Ultimately, when these clouds deliver their water vapors--rain, snow, whatever other types of precipitation--the precipitation is Oxygen-16 enriched and Oxygen-18 deplete. This precipitation of course is returned ultimately to the oceans as fresh water run off or by rivers. So what you have in coastal areas where you have this fresh water moving into the coastal environment is a mixing of marine waters and a mixing of fresh waters. And the fresh waters are much richer in Oxygen-16 in a relative sense, than marine waters are and they're much poorer in Oxygen-18.

And this is really important because we can take a body of this water, for example, this mixed water, and if we know the isotopic composition of marine water offshore, we know the composition of the precipitate or the run off, we can actually calculate the percentage or the volume of fresh water or marine water in that sample of water.
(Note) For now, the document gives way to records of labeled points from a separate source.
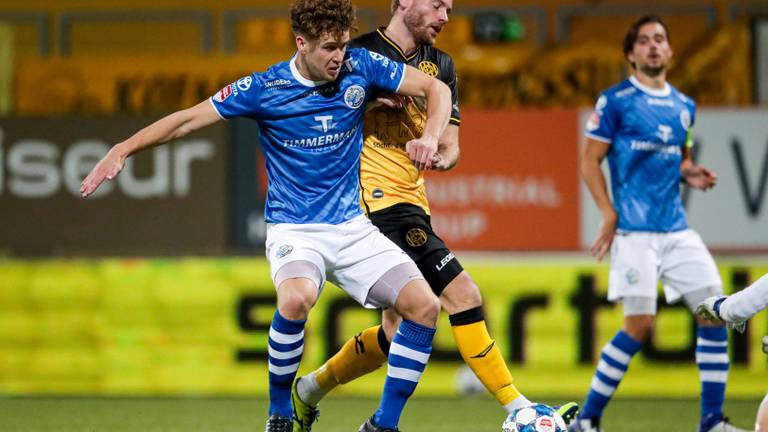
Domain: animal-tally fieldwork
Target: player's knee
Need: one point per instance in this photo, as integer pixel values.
(461, 294)
(417, 303)
(295, 298)
(390, 321)
(639, 327)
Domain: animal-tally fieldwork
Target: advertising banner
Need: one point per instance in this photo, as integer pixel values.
(732, 216)
(168, 200)
(516, 184)
(200, 326)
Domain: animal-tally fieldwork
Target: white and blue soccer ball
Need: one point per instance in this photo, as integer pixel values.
(534, 418)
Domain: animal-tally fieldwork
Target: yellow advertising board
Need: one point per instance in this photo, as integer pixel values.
(199, 326)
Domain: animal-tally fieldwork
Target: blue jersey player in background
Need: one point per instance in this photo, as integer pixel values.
(310, 111)
(643, 126)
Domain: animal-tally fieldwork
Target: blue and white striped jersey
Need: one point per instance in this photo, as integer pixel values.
(311, 133)
(647, 130)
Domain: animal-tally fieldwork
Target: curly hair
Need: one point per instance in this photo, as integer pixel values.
(314, 18)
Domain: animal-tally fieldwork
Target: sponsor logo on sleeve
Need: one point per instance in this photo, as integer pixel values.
(354, 96)
(685, 119)
(244, 83)
(429, 68)
(223, 94)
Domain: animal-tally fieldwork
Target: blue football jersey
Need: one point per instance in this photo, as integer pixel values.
(311, 133)
(647, 130)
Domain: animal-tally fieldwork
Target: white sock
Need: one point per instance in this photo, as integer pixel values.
(309, 390)
(517, 403)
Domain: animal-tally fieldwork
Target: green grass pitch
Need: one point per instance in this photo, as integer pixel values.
(338, 414)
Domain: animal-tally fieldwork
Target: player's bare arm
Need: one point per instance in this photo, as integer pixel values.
(168, 128)
(438, 95)
(696, 176)
(593, 154)
(447, 155)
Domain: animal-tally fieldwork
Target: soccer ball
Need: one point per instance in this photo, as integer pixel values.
(534, 418)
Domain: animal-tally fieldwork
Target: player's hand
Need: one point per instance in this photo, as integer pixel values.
(393, 101)
(605, 234)
(699, 177)
(107, 169)
(421, 151)
(439, 163)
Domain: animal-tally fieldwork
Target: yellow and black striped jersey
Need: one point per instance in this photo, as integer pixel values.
(387, 176)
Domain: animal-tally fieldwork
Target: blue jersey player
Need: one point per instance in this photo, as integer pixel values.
(643, 126)
(310, 112)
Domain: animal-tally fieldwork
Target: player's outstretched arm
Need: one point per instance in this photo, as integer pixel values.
(438, 95)
(591, 157)
(168, 128)
(447, 155)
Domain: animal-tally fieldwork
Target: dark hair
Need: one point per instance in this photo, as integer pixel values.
(313, 18)
(634, 29)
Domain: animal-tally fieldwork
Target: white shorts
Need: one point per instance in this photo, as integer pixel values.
(353, 255)
(679, 259)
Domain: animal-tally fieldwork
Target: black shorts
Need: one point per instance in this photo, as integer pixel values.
(409, 227)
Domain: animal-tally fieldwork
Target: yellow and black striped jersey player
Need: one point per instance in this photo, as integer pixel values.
(394, 196)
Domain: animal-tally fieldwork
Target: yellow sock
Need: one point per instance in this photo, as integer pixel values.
(484, 357)
(360, 355)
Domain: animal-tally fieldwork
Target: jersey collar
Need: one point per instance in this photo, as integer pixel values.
(651, 91)
(397, 48)
(298, 77)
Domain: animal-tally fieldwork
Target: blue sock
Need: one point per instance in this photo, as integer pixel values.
(286, 345)
(408, 356)
(613, 364)
(712, 359)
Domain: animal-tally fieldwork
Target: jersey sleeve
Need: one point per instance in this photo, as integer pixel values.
(604, 121)
(380, 71)
(239, 99)
(451, 80)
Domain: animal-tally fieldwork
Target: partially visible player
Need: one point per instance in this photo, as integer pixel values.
(734, 310)
(310, 111)
(394, 196)
(643, 126)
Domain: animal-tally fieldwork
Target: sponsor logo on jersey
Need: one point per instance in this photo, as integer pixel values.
(429, 68)
(354, 96)
(326, 123)
(321, 141)
(685, 119)
(244, 83)
(655, 147)
(284, 250)
(665, 133)
(223, 94)
(278, 83)
(660, 102)
(416, 237)
(350, 64)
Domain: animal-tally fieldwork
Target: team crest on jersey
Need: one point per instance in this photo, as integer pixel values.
(429, 68)
(594, 122)
(223, 94)
(602, 102)
(685, 119)
(354, 96)
(244, 83)
(416, 237)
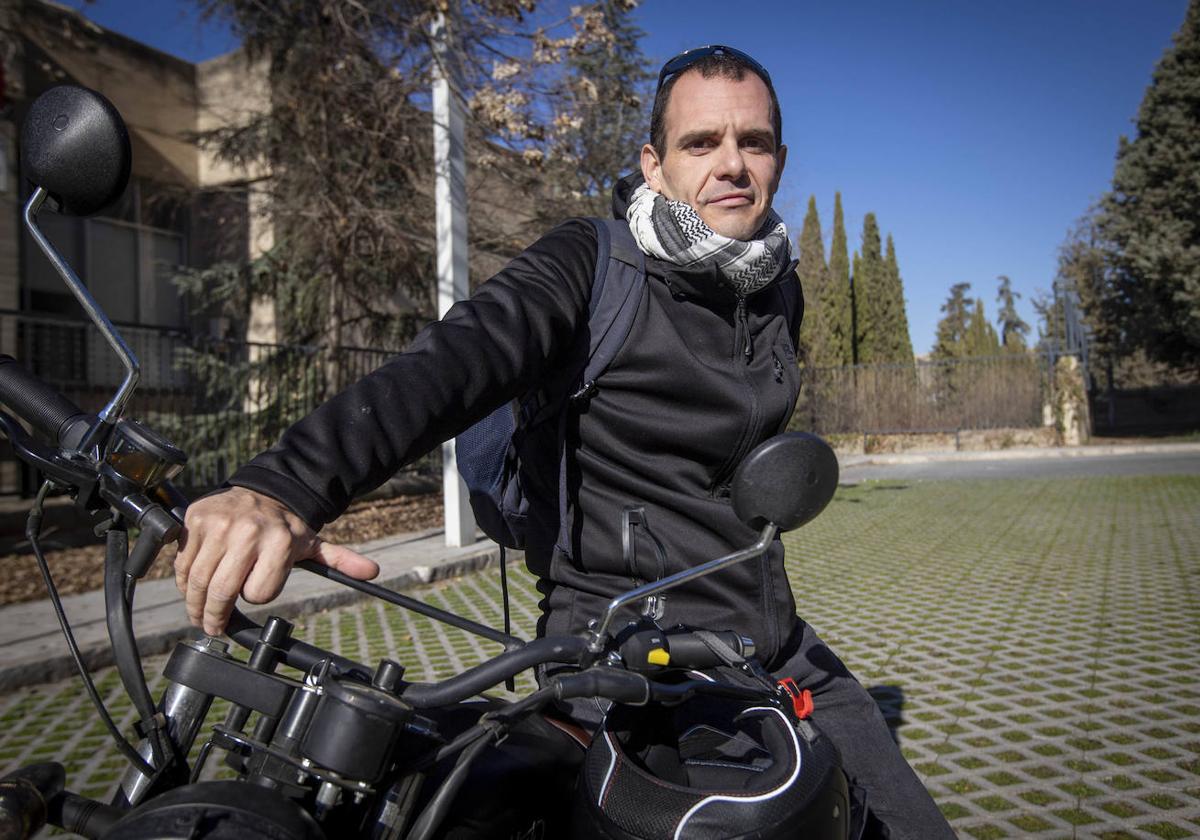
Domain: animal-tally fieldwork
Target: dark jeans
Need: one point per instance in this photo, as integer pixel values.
(850, 718)
(852, 721)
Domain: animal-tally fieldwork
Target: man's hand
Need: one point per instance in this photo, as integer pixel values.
(241, 541)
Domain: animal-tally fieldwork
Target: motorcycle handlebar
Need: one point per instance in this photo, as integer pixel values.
(36, 402)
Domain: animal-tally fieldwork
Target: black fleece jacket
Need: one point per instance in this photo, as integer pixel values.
(702, 378)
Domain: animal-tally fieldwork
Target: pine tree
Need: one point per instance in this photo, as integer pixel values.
(840, 293)
(610, 102)
(952, 329)
(870, 298)
(816, 336)
(899, 341)
(981, 336)
(1012, 327)
(1151, 219)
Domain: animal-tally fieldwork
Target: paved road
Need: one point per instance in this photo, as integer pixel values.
(1145, 463)
(1035, 642)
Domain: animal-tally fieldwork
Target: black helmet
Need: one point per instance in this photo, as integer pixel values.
(709, 768)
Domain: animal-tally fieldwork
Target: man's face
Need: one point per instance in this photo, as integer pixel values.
(721, 155)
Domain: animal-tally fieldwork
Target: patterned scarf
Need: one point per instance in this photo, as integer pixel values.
(675, 232)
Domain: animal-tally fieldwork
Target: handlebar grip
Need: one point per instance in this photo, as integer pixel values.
(689, 651)
(37, 403)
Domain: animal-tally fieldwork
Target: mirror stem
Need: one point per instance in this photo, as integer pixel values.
(112, 412)
(600, 634)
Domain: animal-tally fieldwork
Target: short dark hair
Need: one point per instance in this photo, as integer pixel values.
(721, 65)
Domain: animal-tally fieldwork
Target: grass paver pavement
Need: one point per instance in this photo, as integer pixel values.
(1033, 641)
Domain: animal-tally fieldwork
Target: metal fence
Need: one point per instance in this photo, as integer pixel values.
(1006, 391)
(220, 401)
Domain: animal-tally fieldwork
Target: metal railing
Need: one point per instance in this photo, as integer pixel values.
(1005, 391)
(220, 401)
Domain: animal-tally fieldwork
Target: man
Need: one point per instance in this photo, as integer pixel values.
(707, 372)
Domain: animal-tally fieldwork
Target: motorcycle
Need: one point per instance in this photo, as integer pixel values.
(353, 750)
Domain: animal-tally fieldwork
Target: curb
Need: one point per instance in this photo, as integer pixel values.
(1018, 454)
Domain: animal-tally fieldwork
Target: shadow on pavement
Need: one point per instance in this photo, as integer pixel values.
(891, 701)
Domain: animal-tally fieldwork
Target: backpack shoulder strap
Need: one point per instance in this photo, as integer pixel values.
(616, 292)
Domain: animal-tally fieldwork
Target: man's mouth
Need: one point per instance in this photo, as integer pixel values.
(733, 199)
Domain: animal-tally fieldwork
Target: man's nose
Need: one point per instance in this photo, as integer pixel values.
(730, 163)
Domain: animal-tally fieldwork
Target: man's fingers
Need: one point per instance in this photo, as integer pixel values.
(222, 594)
(347, 562)
(270, 573)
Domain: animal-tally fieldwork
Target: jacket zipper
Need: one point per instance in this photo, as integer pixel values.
(743, 345)
(743, 329)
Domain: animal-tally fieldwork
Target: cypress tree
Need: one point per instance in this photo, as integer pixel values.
(981, 336)
(816, 336)
(1012, 327)
(900, 342)
(952, 329)
(855, 348)
(870, 298)
(1151, 219)
(840, 310)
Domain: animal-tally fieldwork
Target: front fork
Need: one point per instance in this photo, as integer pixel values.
(184, 709)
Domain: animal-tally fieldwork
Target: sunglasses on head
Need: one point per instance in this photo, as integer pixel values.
(689, 57)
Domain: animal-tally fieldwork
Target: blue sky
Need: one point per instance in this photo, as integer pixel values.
(977, 132)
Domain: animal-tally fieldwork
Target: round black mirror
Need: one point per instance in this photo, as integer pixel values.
(75, 145)
(786, 480)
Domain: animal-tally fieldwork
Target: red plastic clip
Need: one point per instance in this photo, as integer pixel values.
(802, 700)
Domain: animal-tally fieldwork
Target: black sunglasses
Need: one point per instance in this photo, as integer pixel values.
(689, 57)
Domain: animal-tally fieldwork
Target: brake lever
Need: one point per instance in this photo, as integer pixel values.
(55, 465)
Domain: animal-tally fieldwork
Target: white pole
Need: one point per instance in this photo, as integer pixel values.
(450, 166)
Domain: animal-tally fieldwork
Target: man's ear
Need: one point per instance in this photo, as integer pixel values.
(652, 168)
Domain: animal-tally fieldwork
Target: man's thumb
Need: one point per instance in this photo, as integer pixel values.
(346, 561)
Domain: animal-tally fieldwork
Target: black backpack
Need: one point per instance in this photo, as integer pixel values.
(489, 453)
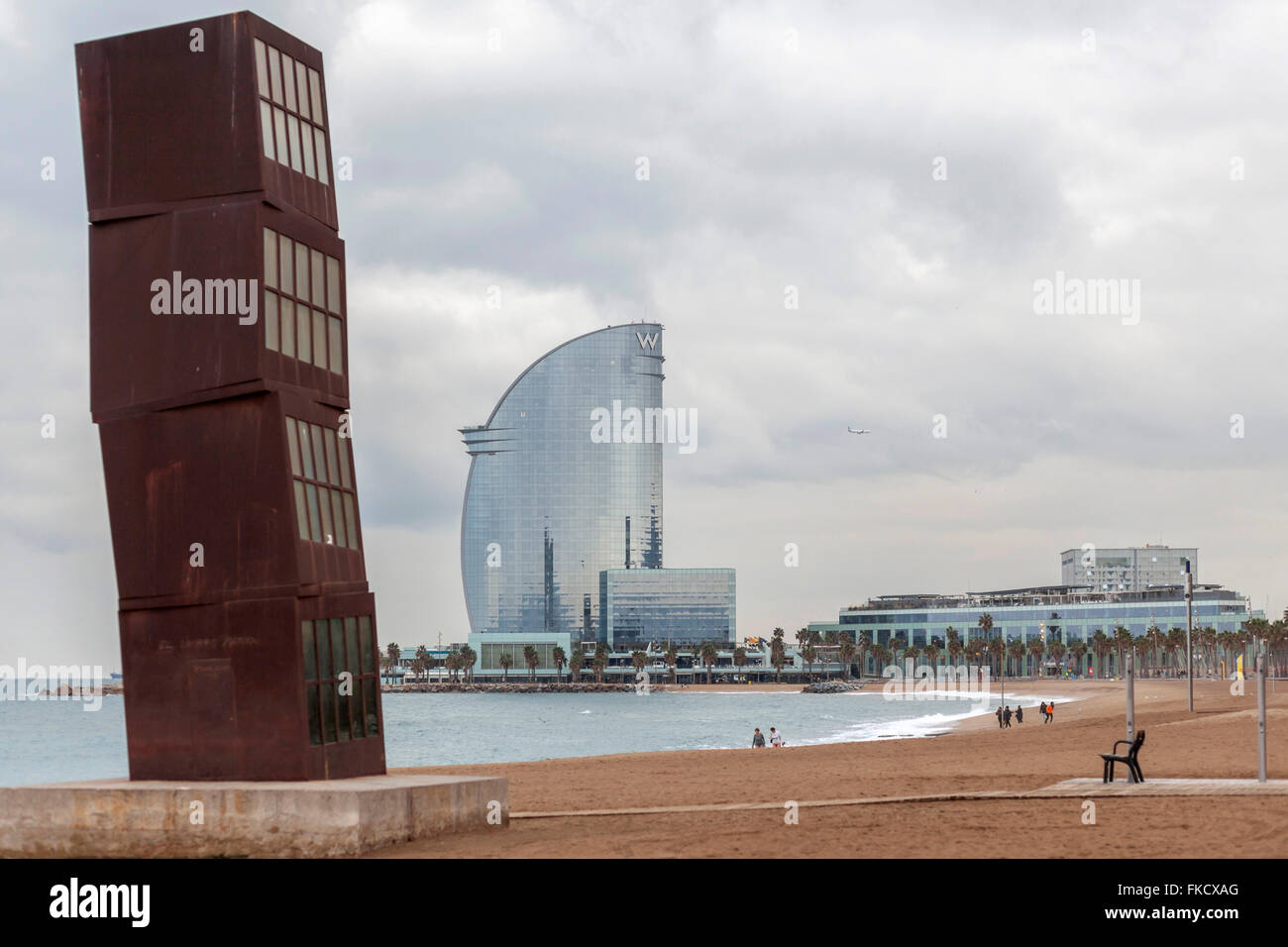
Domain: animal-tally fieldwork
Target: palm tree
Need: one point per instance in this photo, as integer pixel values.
(911, 654)
(739, 657)
(599, 663)
(986, 626)
(709, 656)
(845, 651)
(1056, 650)
(863, 644)
(1154, 634)
(881, 655)
(1016, 650)
(1080, 651)
(1176, 644)
(931, 652)
(802, 638)
(896, 646)
(778, 654)
(1122, 641)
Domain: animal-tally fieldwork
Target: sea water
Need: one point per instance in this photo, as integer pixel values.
(58, 741)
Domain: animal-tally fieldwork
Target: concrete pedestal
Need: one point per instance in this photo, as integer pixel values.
(119, 818)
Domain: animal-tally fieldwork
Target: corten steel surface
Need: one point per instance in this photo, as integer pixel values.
(194, 414)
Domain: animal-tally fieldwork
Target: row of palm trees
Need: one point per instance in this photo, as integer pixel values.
(1157, 651)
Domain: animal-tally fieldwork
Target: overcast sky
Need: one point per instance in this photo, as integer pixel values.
(789, 146)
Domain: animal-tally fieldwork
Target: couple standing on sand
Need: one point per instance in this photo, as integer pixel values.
(1004, 714)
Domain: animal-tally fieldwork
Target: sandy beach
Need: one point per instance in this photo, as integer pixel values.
(1219, 741)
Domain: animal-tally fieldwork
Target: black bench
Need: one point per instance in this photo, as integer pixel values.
(1133, 774)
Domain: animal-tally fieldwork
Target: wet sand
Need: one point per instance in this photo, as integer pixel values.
(1216, 742)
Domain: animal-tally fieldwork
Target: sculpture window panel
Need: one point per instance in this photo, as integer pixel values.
(340, 680)
(325, 501)
(292, 127)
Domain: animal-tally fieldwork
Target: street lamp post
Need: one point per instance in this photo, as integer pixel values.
(1189, 631)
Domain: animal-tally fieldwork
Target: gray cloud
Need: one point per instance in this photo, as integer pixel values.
(769, 167)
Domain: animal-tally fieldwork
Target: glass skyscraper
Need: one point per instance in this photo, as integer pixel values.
(549, 505)
(683, 607)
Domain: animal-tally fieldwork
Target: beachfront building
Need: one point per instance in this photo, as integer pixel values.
(1132, 569)
(1059, 612)
(681, 605)
(566, 483)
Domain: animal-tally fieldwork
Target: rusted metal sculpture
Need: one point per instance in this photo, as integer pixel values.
(219, 382)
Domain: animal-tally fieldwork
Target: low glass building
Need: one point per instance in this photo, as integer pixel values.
(682, 605)
(1065, 613)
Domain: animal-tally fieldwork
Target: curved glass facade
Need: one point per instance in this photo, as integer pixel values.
(549, 506)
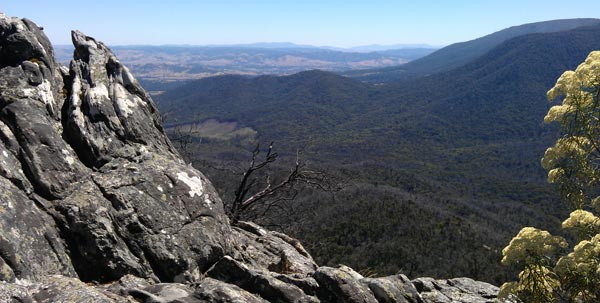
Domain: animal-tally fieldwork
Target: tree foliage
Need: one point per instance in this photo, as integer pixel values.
(550, 271)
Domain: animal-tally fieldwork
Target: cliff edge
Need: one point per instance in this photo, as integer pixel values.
(97, 206)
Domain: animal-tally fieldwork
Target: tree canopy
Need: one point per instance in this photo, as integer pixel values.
(550, 270)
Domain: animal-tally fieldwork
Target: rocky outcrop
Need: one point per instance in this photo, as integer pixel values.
(97, 206)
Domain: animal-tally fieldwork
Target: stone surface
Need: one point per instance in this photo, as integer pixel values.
(396, 288)
(342, 285)
(97, 206)
(455, 290)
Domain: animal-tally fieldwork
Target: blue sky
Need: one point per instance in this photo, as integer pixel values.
(334, 23)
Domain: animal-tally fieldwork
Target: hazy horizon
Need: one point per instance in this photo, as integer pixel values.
(339, 24)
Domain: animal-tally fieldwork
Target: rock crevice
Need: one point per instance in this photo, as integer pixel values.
(92, 190)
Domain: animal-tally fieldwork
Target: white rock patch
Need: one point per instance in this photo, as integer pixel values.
(70, 160)
(194, 183)
(125, 101)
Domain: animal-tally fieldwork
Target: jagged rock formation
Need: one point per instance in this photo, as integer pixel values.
(97, 206)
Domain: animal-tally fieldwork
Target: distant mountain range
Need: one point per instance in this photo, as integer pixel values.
(453, 149)
(185, 62)
(458, 54)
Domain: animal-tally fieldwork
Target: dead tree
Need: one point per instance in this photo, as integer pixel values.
(262, 193)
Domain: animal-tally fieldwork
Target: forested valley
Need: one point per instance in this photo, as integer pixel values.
(436, 172)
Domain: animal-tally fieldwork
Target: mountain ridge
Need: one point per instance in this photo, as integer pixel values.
(98, 206)
(457, 54)
(464, 143)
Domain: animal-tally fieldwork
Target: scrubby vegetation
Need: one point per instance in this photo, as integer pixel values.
(440, 171)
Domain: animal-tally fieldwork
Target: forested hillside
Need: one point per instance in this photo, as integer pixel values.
(458, 54)
(440, 171)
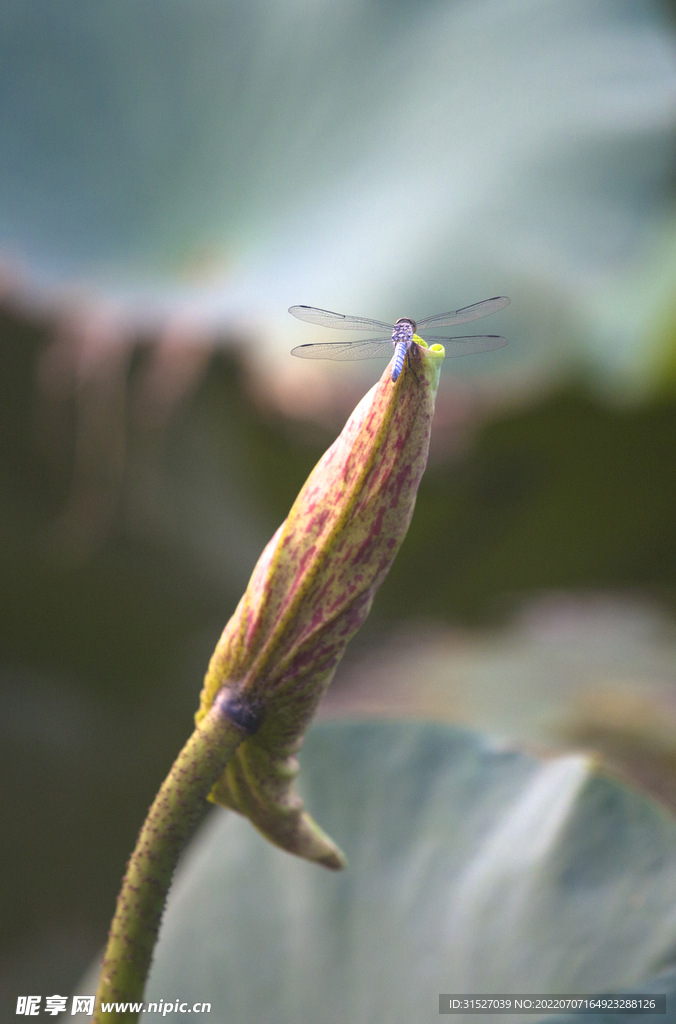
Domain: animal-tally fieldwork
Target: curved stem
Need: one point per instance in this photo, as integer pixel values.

So, we can go, for example, when the river used to flow into the Gulf of California, we could go to the delta region where you have marine delta California water, we have fresh Colorado river water, there's this mixing zone. We can take water from the mixing zone and we could look at it, analyze it and say, well, here's how much Colorado River water is in this sample of delta water over coastal marine water.

Of course, we can't do that for our reconstruction because there's no 2,000 year old Colorado River water sitting around anywhere. So this puts a little crimp into the process. However, we can utilize some fossils and a particular method to get at this. I'll give you a brief run down on the method first. There is a really neat and sophisticated piece of machinery that's used to examine oxygen isotopes called a mass spectrometer. I should have titled that somewhere, but mass spectrometer. If you've ever been in a mass spec lab, there are machines that used to, just five years ago, they would occupy essentially the entire back of this stage with lines and tubes going everywhere. Now they're about the combined size of this podium and this cart. And if any of you are Star Trek fans, you'll see the OA team occasionally will have their handheld mass specs. We would love to have things like that because they're undoubtedly cheaper than the ones we use.